The risk dimension is less comfortable but equally important. AI-generated code running in a live trading environment introduces failure modes that do not exist in human-written systems. Models can hallucinate logic errors. Edge cases that a senior developer would catch may not surface until they cause a real problem. Code that passes testing in normal market conditions may behave unexpectedly in stress scenarios. The financial industry has spent decades building controls around human-written trading code, but the risk frameworks for AI-generated code are still being written.
There is also a longer-term question about technical debt. AI-assisted code tends to accumulate structural weaknesses at a faster rate than conventionally written software, creating maintenance burdens that are not immediately visible but compound over time.
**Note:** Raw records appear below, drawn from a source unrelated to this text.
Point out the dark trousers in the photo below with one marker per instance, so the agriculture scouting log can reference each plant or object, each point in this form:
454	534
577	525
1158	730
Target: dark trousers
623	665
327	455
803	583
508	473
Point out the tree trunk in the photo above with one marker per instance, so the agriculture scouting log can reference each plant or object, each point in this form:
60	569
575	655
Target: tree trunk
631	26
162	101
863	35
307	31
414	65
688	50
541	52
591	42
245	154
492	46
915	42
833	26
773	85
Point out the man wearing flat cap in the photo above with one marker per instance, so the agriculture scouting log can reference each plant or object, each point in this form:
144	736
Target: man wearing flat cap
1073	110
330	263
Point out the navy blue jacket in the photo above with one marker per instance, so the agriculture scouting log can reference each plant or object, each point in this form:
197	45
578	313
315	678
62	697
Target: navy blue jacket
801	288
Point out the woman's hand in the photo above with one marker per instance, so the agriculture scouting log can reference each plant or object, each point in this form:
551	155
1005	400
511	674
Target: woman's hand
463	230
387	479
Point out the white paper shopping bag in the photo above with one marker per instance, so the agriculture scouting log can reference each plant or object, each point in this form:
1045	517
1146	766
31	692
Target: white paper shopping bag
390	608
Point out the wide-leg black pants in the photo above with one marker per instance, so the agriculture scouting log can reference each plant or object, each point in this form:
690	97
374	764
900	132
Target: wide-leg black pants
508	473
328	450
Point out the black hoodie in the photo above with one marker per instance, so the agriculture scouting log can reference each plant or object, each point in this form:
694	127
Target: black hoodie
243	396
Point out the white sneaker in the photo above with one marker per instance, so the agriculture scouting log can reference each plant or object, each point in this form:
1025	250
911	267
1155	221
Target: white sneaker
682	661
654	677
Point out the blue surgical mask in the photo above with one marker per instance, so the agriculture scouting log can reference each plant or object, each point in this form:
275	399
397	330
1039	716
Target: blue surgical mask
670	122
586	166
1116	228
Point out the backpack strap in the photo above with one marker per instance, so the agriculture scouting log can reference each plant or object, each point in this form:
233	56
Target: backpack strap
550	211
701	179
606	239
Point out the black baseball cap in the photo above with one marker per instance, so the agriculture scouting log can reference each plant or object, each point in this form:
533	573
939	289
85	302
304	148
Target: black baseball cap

A trading system built quickly through vibe coding may also require significantly more intervention to maintain, debug, and upgrade, adding inference workload and engineering overhead that offsets some of the initial efficiency gain.
The Standard Chartered situation is a useful counterpoint to ING’s more forward-looking framing. The efficiency gains from AI in banking are real, but so is the displacement of tens of thousands of workers, and the language that executives use to describe that displacement matters enormously. Winters used the term lower-value human capital to describe people losing their jobs, and the response suggested the industry has not yet found a way to talk honestly about what is happening without causing justifiable offense. The apology did not change the substance of the announcement, just the framing.
WHAT’S NEXT
The question for the industry is how quickly vibe coding moves from the early adopters to standard practice, and whether the risk frameworks keep pace with the deployment. ING’s head of electronic trading predicted the approach would become widespread in banking within a year.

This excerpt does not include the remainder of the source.